A la paciente se le podía notar la temperatura corporal, respiraba sola, su corazón latía, aseguraba hace dos años Pilar Manjón, presidenta en aquel entonces de la Asociación 11 M Víctimas del Terrorismo. “La parte de su cuerpo que tiene intacta es la que mantiene las constantes vitales, tiene temperatura, respira sola, su corazón late”, explicaba Manjón.
La indemnización más alta del juicio
El tiempo pasó, y pronto llegó el juicio más controvertido de la historia reciente de nuestro país. En medio de todo el revuelo y de las declaraciones de los terroristas, este caso fue muy sonado. Su familia obtuvo la indemnización más alta de todas las que se otorgaron a las víctimas del fatal atentado. Según se desprende de la sentencia del Tribunal Supremo, los familiares recibieron una elevada cantidad que superaba en 30.000 los 3 millones de euros. El escrito de la alta sala lo explica así: “Una a favor de sus familiares de 1.000.000 de euros más la que corresponde a ella consistentes en sustituir la indemnización por días de curación o estabilización por un fondo de 250.000 euros más el 1.500.000 euros que le corresponde por las secuelas”.
El drama de su familia, exteriorizado por su hermano durante el juicio, estremeció a todos los que allí se encontraban. El estado de la joven, narrado por quienes mejor la conocían, hizo que las autoridades reconsiderasen su postura y que aumentasen la indemnización a la familia para que pudieran atender de ella y cuidarla.
La cantidad que finalmente se le otorgaría fue revisada en diversas ocasiones por la alta sala. Todo esto se supo el 18 de julio del año 2008, cuatro años después de la masacre islamista. Hasta aquel momento era Eduardo Madina quien ostentaba la indemnización más alta de todas las percibidas por una víctima del terrorismo: 3 millones de euros. El que era y es diputado socialista perdió la pierna izquierda tras la explosión de una bomba lapa que ETA colocó en los bajos de su coche en la localidad de Sestao.

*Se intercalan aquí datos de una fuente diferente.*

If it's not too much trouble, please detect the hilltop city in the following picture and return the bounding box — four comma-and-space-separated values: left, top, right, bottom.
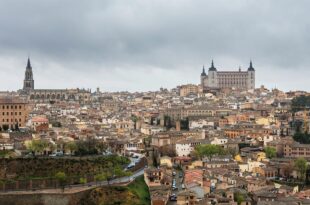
0, 58, 310, 205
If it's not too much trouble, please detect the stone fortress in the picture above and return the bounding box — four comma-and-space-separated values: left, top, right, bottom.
200, 60, 255, 90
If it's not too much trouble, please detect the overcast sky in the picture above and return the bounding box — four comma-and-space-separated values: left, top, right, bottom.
0, 0, 310, 91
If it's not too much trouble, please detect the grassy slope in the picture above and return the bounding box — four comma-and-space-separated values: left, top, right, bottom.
128, 176, 151, 205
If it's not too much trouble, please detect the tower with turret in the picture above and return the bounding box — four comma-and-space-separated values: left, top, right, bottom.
200, 60, 255, 90
208, 60, 218, 88
23, 58, 34, 91
247, 61, 255, 90
200, 66, 208, 89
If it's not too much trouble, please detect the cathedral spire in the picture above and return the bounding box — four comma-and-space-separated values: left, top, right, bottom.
23, 57, 34, 91
26, 57, 32, 69
201, 65, 207, 76
248, 60, 255, 71
209, 59, 216, 71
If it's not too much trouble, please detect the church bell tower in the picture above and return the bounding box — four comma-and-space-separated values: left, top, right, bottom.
23, 58, 34, 91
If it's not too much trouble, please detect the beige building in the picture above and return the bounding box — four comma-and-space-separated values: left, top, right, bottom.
180, 84, 199, 97
200, 61, 255, 90
0, 96, 28, 129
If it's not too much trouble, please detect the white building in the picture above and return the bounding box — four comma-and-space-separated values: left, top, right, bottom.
200, 60, 255, 90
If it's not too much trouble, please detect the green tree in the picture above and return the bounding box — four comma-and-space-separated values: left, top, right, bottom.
294, 157, 308, 181
96, 141, 108, 154
26, 139, 49, 156
264, 147, 277, 159
55, 172, 67, 192
66, 141, 78, 156
234, 193, 244, 205
291, 95, 310, 112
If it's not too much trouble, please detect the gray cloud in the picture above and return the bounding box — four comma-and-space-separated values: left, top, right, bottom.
0, 0, 310, 91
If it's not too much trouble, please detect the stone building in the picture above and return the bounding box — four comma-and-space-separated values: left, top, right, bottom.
20, 58, 91, 103
180, 84, 198, 97
0, 96, 28, 130
200, 60, 255, 90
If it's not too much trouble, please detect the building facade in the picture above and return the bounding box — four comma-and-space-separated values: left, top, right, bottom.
20, 58, 91, 103
200, 60, 255, 90
180, 84, 199, 97
0, 96, 28, 130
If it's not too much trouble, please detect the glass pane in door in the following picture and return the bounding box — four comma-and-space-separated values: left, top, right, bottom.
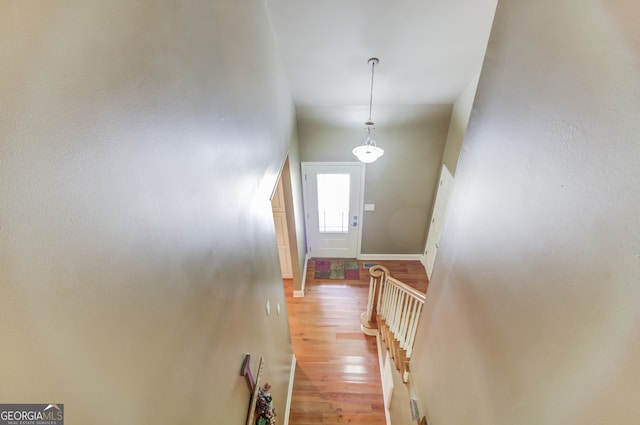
317, 174, 350, 233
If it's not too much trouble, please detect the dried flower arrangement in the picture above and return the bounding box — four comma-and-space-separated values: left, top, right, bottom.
256, 383, 276, 425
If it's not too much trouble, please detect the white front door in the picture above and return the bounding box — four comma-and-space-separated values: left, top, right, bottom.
302, 162, 364, 258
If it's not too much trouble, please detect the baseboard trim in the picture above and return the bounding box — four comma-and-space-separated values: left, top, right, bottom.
358, 254, 422, 261
283, 354, 296, 425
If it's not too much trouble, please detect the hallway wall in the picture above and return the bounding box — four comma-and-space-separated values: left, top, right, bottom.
0, 0, 299, 425
411, 0, 640, 425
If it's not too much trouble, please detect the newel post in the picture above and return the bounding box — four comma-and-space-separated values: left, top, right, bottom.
360, 265, 389, 336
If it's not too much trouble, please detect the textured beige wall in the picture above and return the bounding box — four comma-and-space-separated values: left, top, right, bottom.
0, 0, 299, 425
412, 0, 640, 425
442, 72, 480, 177
297, 105, 451, 255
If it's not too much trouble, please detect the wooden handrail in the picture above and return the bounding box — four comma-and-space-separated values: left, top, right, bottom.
361, 265, 426, 382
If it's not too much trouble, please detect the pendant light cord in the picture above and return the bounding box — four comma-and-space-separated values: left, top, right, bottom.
365, 58, 379, 125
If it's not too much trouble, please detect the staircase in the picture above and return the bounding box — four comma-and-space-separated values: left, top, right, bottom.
360, 265, 426, 383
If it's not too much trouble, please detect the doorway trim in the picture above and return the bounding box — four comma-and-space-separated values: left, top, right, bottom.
300, 162, 366, 258
269, 151, 306, 294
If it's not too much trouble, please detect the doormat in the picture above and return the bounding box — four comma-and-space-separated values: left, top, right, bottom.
313, 260, 360, 280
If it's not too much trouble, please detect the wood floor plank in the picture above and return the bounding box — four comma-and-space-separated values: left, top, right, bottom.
284, 259, 428, 425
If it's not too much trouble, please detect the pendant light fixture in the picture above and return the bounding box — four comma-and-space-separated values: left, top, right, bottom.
353, 58, 384, 164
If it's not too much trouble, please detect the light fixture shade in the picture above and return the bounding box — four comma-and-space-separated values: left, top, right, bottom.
352, 58, 384, 164
353, 142, 384, 164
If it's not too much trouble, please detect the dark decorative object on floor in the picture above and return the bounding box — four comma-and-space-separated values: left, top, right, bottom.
256, 382, 276, 425
313, 260, 360, 280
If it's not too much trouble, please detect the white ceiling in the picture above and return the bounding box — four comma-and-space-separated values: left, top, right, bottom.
265, 0, 497, 122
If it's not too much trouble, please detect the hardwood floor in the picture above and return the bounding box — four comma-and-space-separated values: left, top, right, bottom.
284, 259, 427, 425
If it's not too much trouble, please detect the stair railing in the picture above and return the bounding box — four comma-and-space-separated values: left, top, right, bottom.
361, 265, 426, 382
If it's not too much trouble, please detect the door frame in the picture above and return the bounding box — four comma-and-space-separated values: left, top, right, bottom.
300, 161, 366, 258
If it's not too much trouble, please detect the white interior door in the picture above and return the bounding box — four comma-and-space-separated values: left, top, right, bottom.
302, 162, 364, 258
423, 165, 453, 279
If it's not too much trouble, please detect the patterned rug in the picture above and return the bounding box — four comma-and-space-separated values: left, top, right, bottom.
313, 260, 360, 280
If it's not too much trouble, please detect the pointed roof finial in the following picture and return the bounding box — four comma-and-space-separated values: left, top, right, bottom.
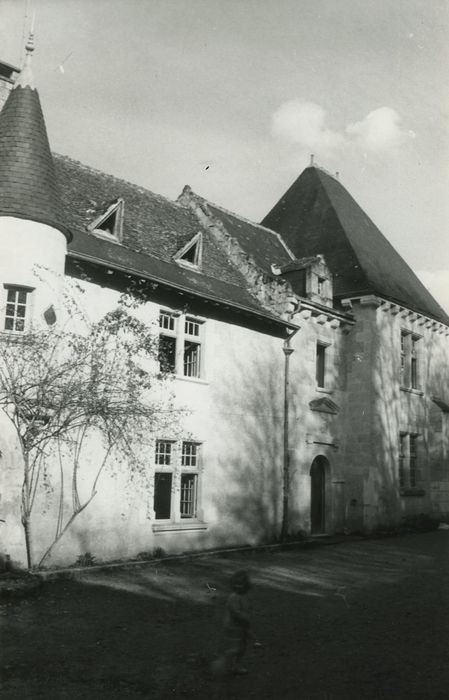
14, 20, 35, 90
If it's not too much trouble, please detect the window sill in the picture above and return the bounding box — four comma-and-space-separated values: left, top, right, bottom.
399, 488, 426, 498
400, 386, 424, 396
175, 374, 209, 386
152, 520, 208, 534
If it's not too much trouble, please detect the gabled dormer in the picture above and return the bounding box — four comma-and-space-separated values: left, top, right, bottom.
173, 231, 203, 270
87, 197, 125, 243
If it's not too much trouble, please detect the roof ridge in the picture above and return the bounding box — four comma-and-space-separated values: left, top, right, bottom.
314, 167, 372, 289
52, 151, 186, 209
187, 185, 295, 260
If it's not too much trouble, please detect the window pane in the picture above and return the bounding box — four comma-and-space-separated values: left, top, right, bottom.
180, 474, 198, 518
399, 435, 406, 488
410, 357, 418, 389
316, 343, 326, 388
154, 472, 172, 520
410, 435, 418, 488
181, 442, 198, 467
184, 318, 200, 336
158, 335, 176, 372
5, 287, 28, 331
159, 311, 175, 331
154, 440, 172, 465
184, 340, 200, 377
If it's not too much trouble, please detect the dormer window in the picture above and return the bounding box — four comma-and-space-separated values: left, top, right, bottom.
88, 198, 125, 243
174, 231, 203, 270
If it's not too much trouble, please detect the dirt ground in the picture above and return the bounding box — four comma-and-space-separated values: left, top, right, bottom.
0, 530, 449, 700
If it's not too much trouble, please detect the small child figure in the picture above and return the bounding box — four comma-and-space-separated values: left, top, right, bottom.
212, 571, 261, 675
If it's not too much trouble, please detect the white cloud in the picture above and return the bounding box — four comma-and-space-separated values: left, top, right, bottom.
272, 99, 344, 156
346, 107, 415, 153
272, 99, 415, 158
416, 270, 449, 313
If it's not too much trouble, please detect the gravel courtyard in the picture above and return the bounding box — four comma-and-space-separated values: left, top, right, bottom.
0, 530, 449, 700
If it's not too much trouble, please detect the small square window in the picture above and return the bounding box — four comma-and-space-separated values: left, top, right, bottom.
184, 318, 201, 337
159, 311, 176, 331
154, 440, 173, 466
4, 287, 30, 332
181, 442, 199, 467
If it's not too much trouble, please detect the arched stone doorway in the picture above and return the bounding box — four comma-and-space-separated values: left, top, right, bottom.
310, 455, 329, 535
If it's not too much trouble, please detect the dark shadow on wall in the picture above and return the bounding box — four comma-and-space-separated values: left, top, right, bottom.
205, 341, 304, 546
370, 312, 449, 529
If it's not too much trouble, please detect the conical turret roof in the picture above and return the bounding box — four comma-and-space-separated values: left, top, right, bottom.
262, 167, 449, 324
0, 36, 71, 240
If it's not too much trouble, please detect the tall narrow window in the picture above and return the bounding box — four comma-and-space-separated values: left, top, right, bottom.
179, 442, 199, 518
154, 440, 173, 466
183, 316, 201, 377
180, 474, 198, 518
316, 343, 326, 388
409, 435, 418, 488
401, 333, 407, 386
410, 335, 419, 389
153, 472, 173, 520
400, 331, 421, 389
158, 311, 204, 378
399, 433, 407, 488
158, 311, 176, 372
398, 433, 420, 489
4, 286, 30, 332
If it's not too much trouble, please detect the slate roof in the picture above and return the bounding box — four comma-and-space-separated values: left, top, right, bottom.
0, 85, 70, 238
262, 167, 449, 324
204, 200, 293, 275
54, 154, 285, 325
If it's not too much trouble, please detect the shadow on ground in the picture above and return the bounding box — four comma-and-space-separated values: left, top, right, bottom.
0, 532, 449, 700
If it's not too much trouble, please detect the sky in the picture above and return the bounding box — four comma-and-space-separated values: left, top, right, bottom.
0, 0, 449, 312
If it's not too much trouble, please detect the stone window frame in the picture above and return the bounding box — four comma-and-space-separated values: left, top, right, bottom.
152, 439, 203, 529
1, 283, 35, 335
159, 308, 206, 380
399, 328, 423, 391
398, 430, 425, 496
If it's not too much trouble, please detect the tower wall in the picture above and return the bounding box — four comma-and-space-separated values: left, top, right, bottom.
0, 216, 67, 326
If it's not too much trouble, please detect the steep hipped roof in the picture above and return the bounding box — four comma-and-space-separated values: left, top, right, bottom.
0, 43, 70, 239
54, 154, 285, 325
205, 200, 293, 275
262, 167, 449, 324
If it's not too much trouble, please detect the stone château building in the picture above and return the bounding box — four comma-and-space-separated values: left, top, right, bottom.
0, 38, 449, 564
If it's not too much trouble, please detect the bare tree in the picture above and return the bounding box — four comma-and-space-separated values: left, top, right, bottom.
0, 288, 180, 568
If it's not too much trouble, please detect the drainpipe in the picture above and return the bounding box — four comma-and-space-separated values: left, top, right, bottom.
281, 328, 300, 541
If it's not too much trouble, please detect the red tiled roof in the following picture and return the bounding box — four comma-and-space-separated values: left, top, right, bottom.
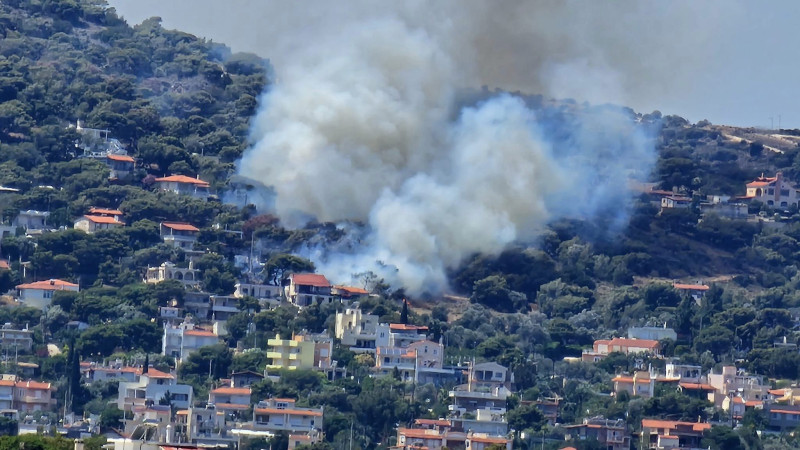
672, 283, 709, 291
83, 215, 124, 225
156, 175, 208, 187
16, 381, 50, 389
214, 402, 250, 411
17, 280, 78, 291
334, 286, 369, 295
389, 323, 428, 331
678, 382, 715, 391
769, 409, 800, 416
136, 367, 175, 378
161, 222, 200, 231
594, 338, 660, 350
211, 386, 251, 395
89, 207, 122, 216
255, 408, 322, 417
183, 329, 218, 337
469, 435, 508, 445
289, 273, 331, 287
106, 154, 134, 162
642, 419, 711, 431
414, 419, 451, 427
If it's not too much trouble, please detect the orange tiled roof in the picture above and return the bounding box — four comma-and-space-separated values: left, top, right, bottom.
255, 408, 322, 417
678, 383, 715, 391
211, 386, 251, 395
161, 222, 200, 231
289, 273, 331, 287
183, 329, 219, 337
16, 381, 50, 389
83, 214, 124, 225
156, 175, 208, 187
414, 419, 451, 427
136, 367, 175, 378
389, 323, 428, 331
89, 207, 122, 216
769, 409, 800, 416
334, 286, 369, 295
672, 283, 709, 291
642, 418, 708, 431
106, 154, 134, 162
469, 435, 508, 445
17, 280, 78, 291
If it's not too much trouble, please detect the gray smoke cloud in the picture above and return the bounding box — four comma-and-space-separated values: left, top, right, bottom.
112, 0, 736, 292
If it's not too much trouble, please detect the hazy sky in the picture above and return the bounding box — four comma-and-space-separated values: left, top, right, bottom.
110, 0, 800, 128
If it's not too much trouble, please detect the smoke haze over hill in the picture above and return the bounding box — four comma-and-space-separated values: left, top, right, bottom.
109, 1, 760, 292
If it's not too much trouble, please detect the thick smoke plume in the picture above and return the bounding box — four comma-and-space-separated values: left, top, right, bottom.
217, 1, 724, 292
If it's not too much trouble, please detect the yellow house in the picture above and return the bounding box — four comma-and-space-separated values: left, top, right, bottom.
267, 334, 315, 370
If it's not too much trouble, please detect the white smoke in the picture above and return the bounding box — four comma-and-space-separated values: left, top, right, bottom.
230, 2, 680, 292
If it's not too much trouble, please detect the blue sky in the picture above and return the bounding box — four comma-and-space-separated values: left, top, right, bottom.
110, 0, 800, 128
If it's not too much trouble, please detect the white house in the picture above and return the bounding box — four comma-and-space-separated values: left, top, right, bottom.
155, 175, 209, 199
17, 279, 80, 309
161, 319, 220, 361
74, 214, 125, 233
117, 367, 192, 411
159, 222, 200, 251
11, 209, 50, 231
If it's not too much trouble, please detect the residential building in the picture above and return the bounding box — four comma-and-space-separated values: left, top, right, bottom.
642, 419, 711, 450
375, 323, 428, 348
672, 283, 709, 302
144, 261, 202, 288
117, 367, 193, 411
209, 295, 240, 321
331, 286, 369, 302
581, 338, 661, 362
0, 323, 33, 352
628, 324, 678, 341
564, 417, 631, 450
335, 304, 378, 353
11, 209, 50, 232
661, 195, 692, 211
159, 222, 200, 251
267, 333, 333, 370
285, 273, 333, 308
393, 426, 512, 450
448, 362, 513, 418
253, 398, 323, 439
161, 318, 221, 361
764, 404, 800, 431
708, 366, 769, 408
105, 153, 136, 180
375, 340, 454, 385
14, 380, 56, 413
74, 214, 125, 234
746, 172, 800, 209
175, 405, 237, 444
183, 291, 211, 320
231, 370, 264, 387
155, 175, 209, 199
233, 282, 283, 300
17, 279, 80, 309
88, 206, 122, 222
208, 386, 251, 414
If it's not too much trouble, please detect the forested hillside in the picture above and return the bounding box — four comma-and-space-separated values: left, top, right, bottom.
0, 0, 800, 449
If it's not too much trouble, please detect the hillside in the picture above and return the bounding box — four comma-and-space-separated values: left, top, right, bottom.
0, 0, 800, 450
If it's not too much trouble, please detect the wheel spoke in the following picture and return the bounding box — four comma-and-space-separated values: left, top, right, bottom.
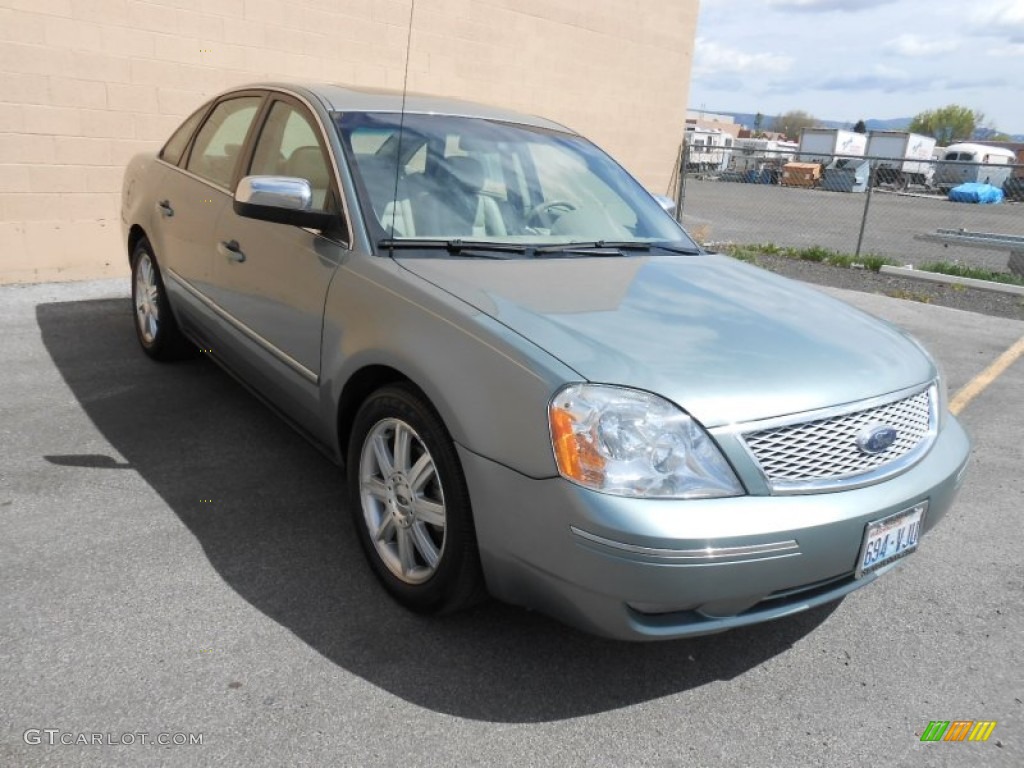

Este fue, precisamente, uno de los motivos por los cuales la familia solicitó un aumento de la indemnización. El “notorio agravio comparativo a la hora de fijar el quantum indemnizatorio” con respecto al parlamentario del PSOE les llevó a reclamar ocho millones y medio de euros. Ante este argumento, la alta sala argumentó que no se podían equiparar ambos casos. Al no tratarse de situaciones idénticas, no es posible acudir al principio de igualdad, según el argumento de la sala.
La sentencia apoyó en todo momento las demandas de la familia: “Teniendo en cuenta el cuadro definitivo de estado vegetativo, la finalidad del depósito, la proliferación de gastos de todo tipo que puede generar la atención completa a la víctima, excluidos los gastos derivados de la atención médica que atenderán los servicios oficiales de salud y, especialmente, su edad, 25 años en el momento de los hechos así como la esperanza de vida”, explicaba la sentencia.
Diez años dormida
Su vida se apagó una década después de la tragedia, tras diez años sumergida en un triste sueño del cual no pudo escapar. Años después, con la familia en pleno duelo y ella inmersa en una lucha imposible, fue condecorada por el Consejo de Ministros. Se le concedió la Medalla del Mérito al trabajo en la categoría más alta, el oro.
Aquel año, con ella fueron galardonadas otras personalidades como Joan Manuel Serrat, Margarita Salas, Gabilondo, María Galiana… La insignia le fue otorgada como una suerte de homenaje a una persona normal y sencilla, como cualquier otra, la honra a una currante, el “reconocimiento a su vida de trabajo que fue truncada”.